Grant recipients under the affected programs--Title I compensatory education, migrant education, bilingual education, and the block grant formerly known as Chapter 2--were required to comply with the old ESEA rules in 1994-95, and they have not officially been waived. But because the new ESEA enacted several changes to those programs, auditors have been told not to monitor compliance on those counts during the last year the old rules were in effect. (See box, this page.)
Hugh Monaghan, the department's inspector general for five mid-Atlantic states and the District of Columbia, said the Clinton administration has eliminated auditing requirements "that are no longer material, where policymakers ... have changed the law."
Most notably, auditors are no longer being asked to make sure that school districts have evaluated the effectiveness of their Title I programs at least once in the past three years and that states have conducted similar evaluations once in the past two years.
But states still must acquire evaluation data from districts and pass it along to federal officials, even though auditors will not ask about it, said Mary Jean LeTendre, the director of the department's office of compensatory education.
She said the evaluation requirement was dropped from the audits because it has lost its relevance now that states and districts are moving from traditional, norm-referenced tests for Title I to multiple forms of assessment called for in the 1994 amendments to the esea.
The audit changes for the 1994-95 period are part of a broader effort to transform federal auditing of school programs. The shift is from an accountability process focused on strict compliance with federal rules to one based on improvement in student performance, department officials say.
The department's "cooperative audit resolution and oversight" initiative calls for permanent revision of audit requirements. Department officials are further updating the requirements to reflect the new esea, which includes many provisions that give states and districts greater flexibility in using federal education dollars as well as new requirements tying federal programs to the establishment of academic standards and accompanying assessments. A final version is to be released in May, Mr. Monaghan said.
Coordinating federal auditing, monitoring, and technical-assistance efforts is another aim of the initiative. Auditors will share their findings with department officials charged with providing assistance to states, Mr. Monaghan said.
In addition, three states--Flor-ida, Mississippi, and Washington--are participating in a pilot program under which issues identified in audits from previous fiscal years are being resolved all at once rath-er than on a case-by-case basis.
"It's been a whole different attitude," said Ralph Sharp, the education-policy director for the Florida Department of Education. "They're helpful and willing to work with us, which is different from the approach of the office of inspector general in the past."
He said the pilot program has spurred the federal agency to resolve audit issues lingering from as long ago as fiscal 1991.
All three unresolved state-level audits pending in Mississippi are in the process of being closed, according to Paul Baggett, the director of the internal-accountability office of the state education department.

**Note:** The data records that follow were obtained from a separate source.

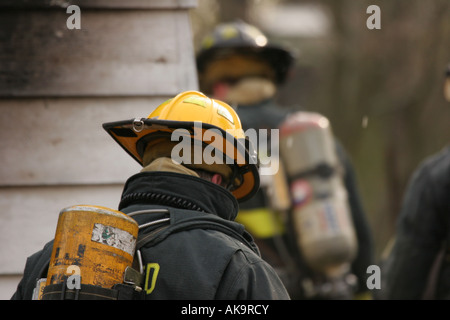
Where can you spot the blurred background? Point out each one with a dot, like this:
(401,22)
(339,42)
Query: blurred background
(381,89)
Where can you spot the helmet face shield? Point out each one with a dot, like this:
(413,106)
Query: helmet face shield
(209,127)
(241,39)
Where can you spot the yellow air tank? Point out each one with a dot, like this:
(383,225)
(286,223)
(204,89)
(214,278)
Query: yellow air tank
(96,242)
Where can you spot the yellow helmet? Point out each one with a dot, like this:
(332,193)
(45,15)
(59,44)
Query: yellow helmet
(196,113)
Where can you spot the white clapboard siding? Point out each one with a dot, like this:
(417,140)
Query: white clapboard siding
(115,53)
(62,141)
(57,87)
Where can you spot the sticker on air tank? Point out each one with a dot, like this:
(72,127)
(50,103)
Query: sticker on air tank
(114,237)
(301,192)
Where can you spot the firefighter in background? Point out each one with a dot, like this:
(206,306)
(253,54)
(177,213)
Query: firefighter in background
(237,64)
(189,246)
(418,265)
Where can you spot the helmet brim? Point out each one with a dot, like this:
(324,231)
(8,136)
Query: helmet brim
(133,140)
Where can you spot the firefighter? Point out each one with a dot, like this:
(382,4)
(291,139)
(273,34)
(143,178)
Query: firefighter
(189,246)
(237,64)
(417,266)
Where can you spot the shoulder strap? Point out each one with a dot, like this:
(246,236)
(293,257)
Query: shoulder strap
(158,235)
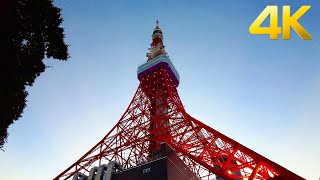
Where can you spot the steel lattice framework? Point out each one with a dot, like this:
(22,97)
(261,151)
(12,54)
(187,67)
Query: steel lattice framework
(156,115)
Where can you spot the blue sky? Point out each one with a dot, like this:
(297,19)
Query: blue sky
(262,93)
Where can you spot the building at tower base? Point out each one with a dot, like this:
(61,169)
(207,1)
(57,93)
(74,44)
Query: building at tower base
(166,166)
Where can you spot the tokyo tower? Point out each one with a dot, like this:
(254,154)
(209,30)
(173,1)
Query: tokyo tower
(157,139)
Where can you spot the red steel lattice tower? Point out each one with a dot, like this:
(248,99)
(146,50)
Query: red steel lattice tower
(156,115)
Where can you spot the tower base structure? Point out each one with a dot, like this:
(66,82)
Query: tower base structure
(137,147)
(166,166)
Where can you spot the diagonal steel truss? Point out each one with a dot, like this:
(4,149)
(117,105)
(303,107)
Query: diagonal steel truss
(156,115)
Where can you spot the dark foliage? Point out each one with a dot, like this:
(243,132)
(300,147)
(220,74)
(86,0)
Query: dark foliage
(29,32)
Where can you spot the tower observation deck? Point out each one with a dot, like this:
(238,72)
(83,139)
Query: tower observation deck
(157,139)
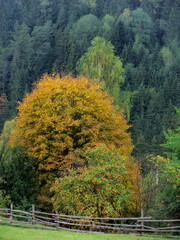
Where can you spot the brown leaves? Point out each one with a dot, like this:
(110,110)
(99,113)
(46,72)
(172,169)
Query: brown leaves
(65,115)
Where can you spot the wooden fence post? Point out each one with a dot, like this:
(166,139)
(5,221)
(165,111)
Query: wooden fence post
(33,214)
(57,219)
(11,213)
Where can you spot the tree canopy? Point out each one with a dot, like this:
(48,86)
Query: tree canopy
(64,116)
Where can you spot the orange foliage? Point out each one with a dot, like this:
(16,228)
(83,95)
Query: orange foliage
(62,117)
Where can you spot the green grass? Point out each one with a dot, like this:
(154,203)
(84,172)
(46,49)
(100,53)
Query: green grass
(19,233)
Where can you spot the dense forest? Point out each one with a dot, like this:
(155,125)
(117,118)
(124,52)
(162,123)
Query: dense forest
(142,41)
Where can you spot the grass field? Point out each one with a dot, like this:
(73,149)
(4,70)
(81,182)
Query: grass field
(19,233)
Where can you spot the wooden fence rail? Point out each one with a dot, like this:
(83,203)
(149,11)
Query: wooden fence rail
(86,223)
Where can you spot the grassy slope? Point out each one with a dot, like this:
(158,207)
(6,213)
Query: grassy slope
(18,233)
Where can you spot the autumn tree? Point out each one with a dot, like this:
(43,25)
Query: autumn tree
(61,118)
(107,186)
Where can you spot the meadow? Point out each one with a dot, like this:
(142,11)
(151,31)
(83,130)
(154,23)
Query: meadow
(19,233)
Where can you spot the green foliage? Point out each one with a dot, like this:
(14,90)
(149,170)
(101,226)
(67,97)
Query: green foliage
(108,186)
(16,172)
(4,200)
(101,63)
(60,119)
(160,192)
(173,142)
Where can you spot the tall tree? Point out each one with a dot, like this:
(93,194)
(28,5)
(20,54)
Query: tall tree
(100,62)
(60,119)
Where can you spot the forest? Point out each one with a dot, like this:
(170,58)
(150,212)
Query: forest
(130,49)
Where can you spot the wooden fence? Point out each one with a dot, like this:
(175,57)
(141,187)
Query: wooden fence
(86,223)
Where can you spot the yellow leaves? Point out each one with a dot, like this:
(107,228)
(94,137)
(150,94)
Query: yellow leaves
(64,115)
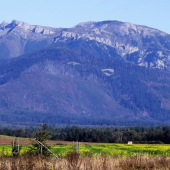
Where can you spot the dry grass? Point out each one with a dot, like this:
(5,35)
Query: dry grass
(74,161)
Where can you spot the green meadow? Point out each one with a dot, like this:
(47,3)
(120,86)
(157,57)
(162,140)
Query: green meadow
(115,150)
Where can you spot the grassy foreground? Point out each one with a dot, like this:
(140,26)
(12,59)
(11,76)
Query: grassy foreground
(91,157)
(73,161)
(118,150)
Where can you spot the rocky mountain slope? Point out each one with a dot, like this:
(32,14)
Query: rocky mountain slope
(60,86)
(139,44)
(95,73)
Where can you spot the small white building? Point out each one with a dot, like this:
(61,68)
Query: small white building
(130,142)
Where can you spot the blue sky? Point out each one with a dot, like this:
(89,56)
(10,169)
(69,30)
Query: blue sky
(67,13)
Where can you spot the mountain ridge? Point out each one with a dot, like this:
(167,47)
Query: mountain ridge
(95,73)
(141,45)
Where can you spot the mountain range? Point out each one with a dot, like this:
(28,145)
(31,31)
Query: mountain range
(95,73)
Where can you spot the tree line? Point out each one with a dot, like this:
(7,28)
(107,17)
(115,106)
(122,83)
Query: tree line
(99,134)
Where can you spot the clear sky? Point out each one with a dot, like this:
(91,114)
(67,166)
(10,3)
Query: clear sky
(67,13)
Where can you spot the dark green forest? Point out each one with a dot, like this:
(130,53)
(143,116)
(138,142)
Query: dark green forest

"I don't know what's going to come of this, but I am real pleased that the initiative has come down from Washington, so to speak," Mr. Baggett said. "It's a start, if nothing else. But I think it's going to be more than that."
'Supplement, Not Supplant'
One observer said there may be a down side to the audit changes.
Phyllis C. McClure, an education consultant and a member of a congressionally mandated review panel studying implementation of the Title I revisions, said that as states integrate Title I with their overall reform efforts, the law's requirement that federal dollars "supplement, not supplant" state and local funds could be harder to enforce. It aims to prevent states or districts from using Title I money to provide services they otherwise would have paid for themselves, rather than providing extra services.
"What's really imperative is the department has to provide some sound guidance as to what constitutes 'supplanting' under the new Title I and what doesn't," Ms. McClure said.